If that were so, maybe she had it coming. But still, she couldn’t really believe it of Clark.
Tired of uselessly puttering in her apartment, Lois sat down on her sofa, sighed again disconsolately and began flipping through the channels.
No Superman sightings tonight.
Where could he be?
Lois stopped her frantic search as she reached the LNN channel. She put the remote down on the side table, letting the muted sound level of the television set nurture her thoughts, as she watched the latest news flash of the day without really seeing it.
Did she really want to be part of LNN?
Without Clark, what was the point?
It was fast-paced, and exciting, but… sterile. Clark was right.
It irked her.
Hadn’t she often mocked the shallowness of LNN’s news making? Hadn’t she regularly praised the depth of the written word? The deep investigations it allowed? Gloated for being top banana at the Daily Planet?
She had frequently joked about those stationed before a closed door, doomed to repeat the same meaningless statement before a camera crew, while the real story unfolded inside.
Inside. Where only a certain three Kerths-winner newspaper reporter could be found.

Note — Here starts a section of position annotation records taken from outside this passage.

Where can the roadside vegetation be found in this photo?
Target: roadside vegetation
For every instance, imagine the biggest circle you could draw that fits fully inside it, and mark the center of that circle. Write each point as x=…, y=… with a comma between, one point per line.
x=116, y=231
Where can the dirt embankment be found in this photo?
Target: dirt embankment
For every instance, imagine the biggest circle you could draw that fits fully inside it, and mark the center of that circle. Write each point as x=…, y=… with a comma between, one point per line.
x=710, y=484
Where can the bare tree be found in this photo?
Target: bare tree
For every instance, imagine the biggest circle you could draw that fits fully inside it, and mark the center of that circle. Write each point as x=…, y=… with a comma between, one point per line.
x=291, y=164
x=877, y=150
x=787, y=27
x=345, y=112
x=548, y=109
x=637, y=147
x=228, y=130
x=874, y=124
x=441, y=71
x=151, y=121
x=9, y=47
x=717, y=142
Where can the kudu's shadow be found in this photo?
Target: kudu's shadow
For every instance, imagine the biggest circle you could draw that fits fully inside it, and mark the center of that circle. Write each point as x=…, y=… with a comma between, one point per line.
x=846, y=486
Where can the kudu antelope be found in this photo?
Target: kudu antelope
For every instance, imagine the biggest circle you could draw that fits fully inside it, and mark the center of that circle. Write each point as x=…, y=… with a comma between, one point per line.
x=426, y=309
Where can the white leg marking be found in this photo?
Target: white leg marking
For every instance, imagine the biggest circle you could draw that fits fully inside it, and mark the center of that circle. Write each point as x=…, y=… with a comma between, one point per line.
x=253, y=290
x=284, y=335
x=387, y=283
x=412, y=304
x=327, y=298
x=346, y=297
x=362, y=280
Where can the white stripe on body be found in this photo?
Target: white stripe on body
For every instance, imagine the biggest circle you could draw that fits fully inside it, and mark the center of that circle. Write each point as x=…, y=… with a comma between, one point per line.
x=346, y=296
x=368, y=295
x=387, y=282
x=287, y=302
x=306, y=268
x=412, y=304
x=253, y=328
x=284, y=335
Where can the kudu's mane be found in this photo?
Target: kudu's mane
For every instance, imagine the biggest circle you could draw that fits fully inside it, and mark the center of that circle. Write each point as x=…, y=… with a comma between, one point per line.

She had always believed her job was to see beyond the external, and there she was, seriously considering taking a job that was no more than glorified window dressing help. Restricted by the sacrosanct camera.
Writing had a power television often lacked. And she was a grand master when it came to using that weapon.
What was wrong with her? How could she consider uprooting her career to television?
The Daily Planet was no more. That’s what was wrong with her life. And…
Again, she banished the thought so swiftly that it hadn’t even the time to materialize on the surface of her mind.
She would never ever work for the Star, but, there was a whole plate to choose from: the Washington Post, the New York Times, the Daily Bugle… even the Gotham Times.
They would fall over themselves to interview her, a three time Kerth-winner, and…
The idea lifted her spirits for a minute, before the exasperating tiny voice she hadn’t been able to smother all day, meanly whispered, Whatever. You won’t have your partner back.
No. She wouldn’t.
The brazier of the bridge she had set fire to was now reduced to glowing embers. Yet, curiously, the remembrance of its blaze left her feeling frozen, huddled on her uncomfortable sofa. Her chills had nothing to do with her half-opened window and the cold draft that sneaked into the room.
Lois switched the television off, and got up.
Chocolate, she needed some chocolate. There might still be some ice cream in her freezer.
She brought her last carton back. After sticking her spoon firmly into the last remaining chunk of ice cream, she selected a book. Reading would take her mind out of this uneasy carousel of hope, regrets, and anxiety.
NGL Hammond’s Alexander the Great would take her mind off her waiting. She knew Lex would be pleased to discuss it with her. So why had she procrastinated so much, opting instead to reread To Kill a Mockingbird, at Clark’s unintentional prompt?
The telltale sound of his landing startled her.
Like an idiot, she turned towards the window and blurted out, “Superman!”
Superman’s eyes briefly followed her hand movement as she set Lex’s book on the sofa and took a step closer to him. His mouth settled on a grim line.
Lois paused. Something elusive flickered on his face, half-shrouded in shadows and the still-fluttering drapes of her curtains.
The superhero deliberately crossed his arms. Cutting to the point, he flatly stated: “I heard you wanted to see me.”
No “Hi, Lois”. Not even the more formal “Good evening, Lois”. This was not good. Not good at all.
For once, Lois’ eyes didn’t linger on his bulging biceps, focusing instead on his impassive face and his unsettling eyes.
“Yes,” she answered quietly, “Please, come in. I’ll just put on a robe.”
She suddenly felt naked, frozen to the core; be it fear, or the cold of the night air. Never in all her life, had she felt such trepidation.
As she stirred, intending to follow through, Superman’s voice stopped her. “Unless it’s lead-lined, Lois, it’s… a waste of time.”
Lois flinched. Then a spark of fury, some leftover from the afternoon brazier, unexpectedly flared up, and she heard herself fling back: “Who gave you the right to insult me?”
As Superman grimaced, she gasped at her own audacity, then took a step forward, tentatively raising a placating hand in his direction and mumbled, “I-I guess you’re right.”
His mouth stretched in a sardonic line. Her hands slowly fell back and awkwardly covered her cleavage, as he deliberately stripped her with his eyes.
Lois looked down at herself, her eyes lingering on the satin which clung to her figure, emphasizing her curves in gleaming shades, and flushed: “I-I understand how it might look.” She forged on, diffidently: “Anyway, I’m just trying to figure out… Well, there’ve been a lot of changes going on in my life and I’m trying to make the right decisions.” She swallowed hard and continued, “But I can’t until I know…”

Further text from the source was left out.